Marie-Madeleine est aussi présente sur le chemin de croix et elle assiste à la crucifixion. Elle affronte ce mystère en silence, avec Marie, et Jean, « le disciple que Jésus aimait ». Comme Marie-Madeleine, tout chrétien est appelé à se mettre à l’écoute et à entrer en prière : « Dans la volonté de Dieu se trouve notre sainteté : nous devons chercher chaque jour, moment par moment, à accomplir cette volonté. » Et le cardinal insiste sur la quotidienneté de cette recherche, dans les tâches qui sont les nôtres, fussent-elles d’apparence modeste. Ce qui le rapproche à plus d’un titre de la spiritualité thérésienne, quoiqu’il n’en fasse pas mention.

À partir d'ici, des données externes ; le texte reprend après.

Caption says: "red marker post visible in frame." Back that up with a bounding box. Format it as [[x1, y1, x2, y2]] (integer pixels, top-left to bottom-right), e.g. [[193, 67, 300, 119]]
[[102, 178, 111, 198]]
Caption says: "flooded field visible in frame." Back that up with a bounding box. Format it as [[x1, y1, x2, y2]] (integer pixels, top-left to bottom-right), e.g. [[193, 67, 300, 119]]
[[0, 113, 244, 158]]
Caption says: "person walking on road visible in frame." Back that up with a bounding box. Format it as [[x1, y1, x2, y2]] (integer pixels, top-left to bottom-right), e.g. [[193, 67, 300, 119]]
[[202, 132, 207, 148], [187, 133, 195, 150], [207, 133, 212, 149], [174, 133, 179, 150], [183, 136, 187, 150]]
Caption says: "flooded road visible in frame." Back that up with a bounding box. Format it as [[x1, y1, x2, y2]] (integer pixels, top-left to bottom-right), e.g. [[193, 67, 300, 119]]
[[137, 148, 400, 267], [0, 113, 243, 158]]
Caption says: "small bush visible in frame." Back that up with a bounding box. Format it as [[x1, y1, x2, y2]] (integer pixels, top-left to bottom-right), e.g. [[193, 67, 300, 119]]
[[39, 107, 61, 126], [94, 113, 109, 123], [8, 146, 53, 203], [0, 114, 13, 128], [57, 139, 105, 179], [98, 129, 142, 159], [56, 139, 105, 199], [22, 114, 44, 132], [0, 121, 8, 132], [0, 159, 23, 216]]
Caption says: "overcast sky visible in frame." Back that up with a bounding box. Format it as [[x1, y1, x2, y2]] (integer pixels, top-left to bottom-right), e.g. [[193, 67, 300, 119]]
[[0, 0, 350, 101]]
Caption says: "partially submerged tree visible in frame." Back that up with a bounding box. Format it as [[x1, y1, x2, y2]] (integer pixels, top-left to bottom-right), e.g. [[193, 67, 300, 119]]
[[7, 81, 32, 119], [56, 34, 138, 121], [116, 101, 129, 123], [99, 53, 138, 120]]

Si nos sociétés sont à présent marquée par la déchristianisation, nous serons tous « jugés sur l’amour ». La crise de l’institution ecclésiale va-t-elle de pair avec l’extinction du sentiment religieux, se demande le cardinal ? Quelle peut être concrètement la place des vierges consacrées, quel rôle pour elles dans l’Eglise ? Doivent-elles se retirer du monde comme les religieuses des ordres cloitrés ? Ou se fondre dans la société laïque comme l’envisageait Paul VI en son temps ? L’ancien président de la conférence épiscopale italienne envisage plutôt une troisième voie, sur le mode des nouvelles communautés nées dans le sillage de Vatican II : former des petites communautés insérées dans le tissu social. Mais identifiables sans ambiguïté afin de rendre visible leur témoignage de vie, car « la vierge consacrée rappelle aux chrétiens certaines vertus évangéliques fondamentales ».
L’ouvrage s’achève par une méditation d’une grande profondeur sur l’avènement de la civilisation de l’amour. Reprenant à la suite de Benoit XVI l’intime rapport qui unit éros et agapé, le cardinal Martini donne à chacun une place dans l’horizon de l’amour divin. Il rappelle ainsi que l’éros n’est pas immoral, mais procure un certain bonheur appelé à se transformer ensuite en un amour bienveillant et transcendant nos limites. Le cardinal distingue deux forces qui œuvrent en chacun de nous et sont en lutte permanente : la force de mort qui meut nos tendances égoïstes, et la force de vie qui apporte une vision positive du monde par sa dimension créatrice. Ces deux forces traversent les différentes modalités de l’amour :
– L’amour propre à l’union matrimoniale, parfois réduit à l’enfantement, toujours menacé d’en rester à un niveau instinctif, horizontal, purement matériel ;
– L’amitié, qui se veut une finalité verticale, mais suppose aussi la réciprocité entre les amis ; alimentée par la recherche rationnelle de l’égalité, elle court toujours le risque de rater la porte de la charité ;
– L’amour sponsal de Dieu, qui peut englober les deux précédents sans les supprimer, et qui les dépasse aussi en permettant l’ouverture à la transcendance divine. Tous les chrétiens sont appelés à vivre au
quotidien cet amour dans l’éternité, quel que soit leur état de vie, sur le modèle que nous offrent les saints, et notamment Marie-Madeleine.